Gluten Free Flour Tortillas
1 cup white rice flour
1/2 cup potato starch flour
1/2 cup tapioca flour
1 tsp xanthan gum
1 tsp salt
1 tsp baking powder
1/4 cup olive oil
3/4 - 1 cup very hot water
1. Mix white rice flour, potato starch flour, tapioca flour, xanthan gum, salt, and baking powder in food processer.
2. Add olive oil and blend until crumbly.
3. Add 1/2 cup of very hot water and pulse a few times.
4. Gradually add more water, a few tablespoons at a time, until the mixture creates a ball. I would be careful not to add too much water. You only want to add enough water to allow the mixture to come together into a dough that you can knead. Too much water and you'll have a gloppy mess.
5. Roll into a nice 2 inch log. Cut into 12 slices and cover with a damp towel and let sit until the skillet or griddle is hot.
6. Roll the dough onto a sheet of wax, make sure to use some gluten free white rice flour on the paper and on your rolling pin so it dosn't stick.

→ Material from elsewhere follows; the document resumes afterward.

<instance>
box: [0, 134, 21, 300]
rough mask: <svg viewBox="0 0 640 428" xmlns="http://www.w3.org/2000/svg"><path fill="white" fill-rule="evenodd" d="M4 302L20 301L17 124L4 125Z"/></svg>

Otherwise, the dough might stick to the rolling pin.
7. Place on hot skillet or griddle until bubbles appear and then flip over. Toast for a few more seconds.
Enjoy with some nummy mexican food!
These freeze well also. When they cool, lay them out on a large baking pan and slide into the freezer. After they're frozen, put them into a ziplock freezer bag.